The Marilyn Monroe towers on Absolute Drive in Mississauga have a fairly small ground floor footprint. The interior lobbies were finished with lots of spit and polish and glitter, all expressed in round shapes. The perimeter elements were granite; the core reflective materials. Note in the above photo the womb chair in the background.
Like the building above, the lobby was extreme, all furniture being thematically linked to curves.
Circular lobbies aren’t my forte, and I found myself continually almost bumping into shiny things. Could it be better outside the doors?
The exterior landscaping continued the circular theme. There was a herd of very large horses outside. They had to be large to be visible in the grand-scaled environment of two major traffic arteries/sewers intersecting. The landscaping of adjacent properties was more in keeping with standards a few years ago, with large surface parking lots.
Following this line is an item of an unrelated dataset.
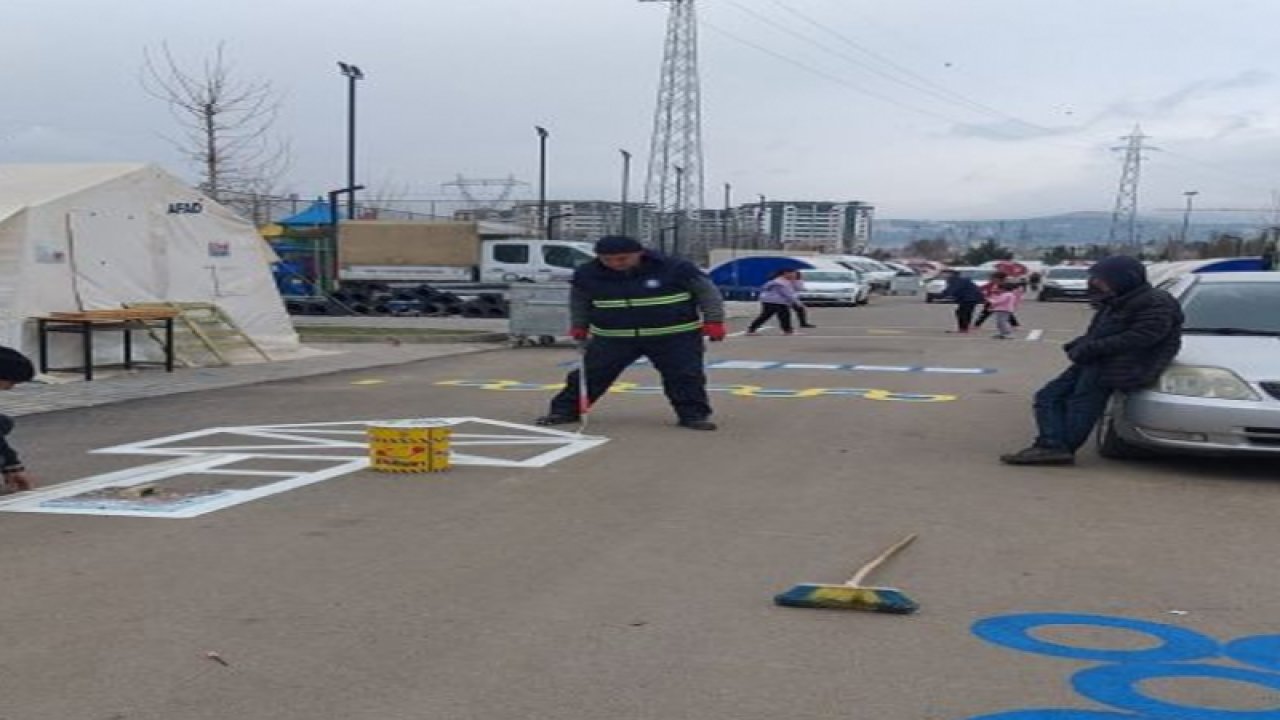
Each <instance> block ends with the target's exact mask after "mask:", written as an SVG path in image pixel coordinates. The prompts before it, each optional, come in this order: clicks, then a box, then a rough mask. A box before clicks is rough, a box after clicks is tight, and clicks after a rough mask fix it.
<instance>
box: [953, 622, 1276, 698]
mask: <svg viewBox="0 0 1280 720" xmlns="http://www.w3.org/2000/svg"><path fill="white" fill-rule="evenodd" d="M1052 625H1084V626H1092V628H1115V629H1120V630H1132V632H1135V633H1143V634H1147V635H1152V637H1155V638H1156V639H1158V641H1161V644H1160V647H1153V648H1149V650H1110V648H1091V647H1076V646H1069V644H1059V643H1053V642H1048V641H1042V639H1038V638H1034V637H1032V635H1030V632H1032V630H1034V629H1037V628H1043V626H1052ZM973 633H974V634H975V635H978V637H979V638H982V639H984V641H987V642H989V643H992V644H998V646H1004V647H1009V648H1012V650H1019V651H1023V652H1033V653H1037V655H1048V656H1052V657H1068V659H1071V660H1101V661H1103V662H1178V661H1184V660H1201V659H1204V657H1213V656H1216V655H1219V653H1220V652H1221V648H1220V647H1219V643H1217V641H1215V639H1213V638H1211V637H1208V635H1202V634H1201V633H1197V632H1194V630H1188V629H1185V628H1178V626H1174V625H1164V624H1161V623H1148V621H1144V620H1130V619H1128V618H1110V616H1106V615H1073V614H1065V612H1038V614H1028V615H1005V616H1002V618H991V619H987V620H980V621H978V623H975V624H974V626H973ZM1277 717H1280V716H1277Z"/></svg>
No matter how well Marilyn spread her skirts, and indeed they included huge green-landscaped roof decks, the views necessarily included large roads, intersections, and enormous surface parking lots. I couldn’t help but think the other buildings got the advantage of a better view looking back …
I was surprised to see other pedestrians. Where had they come from, where were they going to? Although landscaped, the walking environment was not user-friendly, the scale was simply alienating. Imagine walking on Tenth Line Road at Hwy 471 in Orleans: it can be done, but would anyone want to?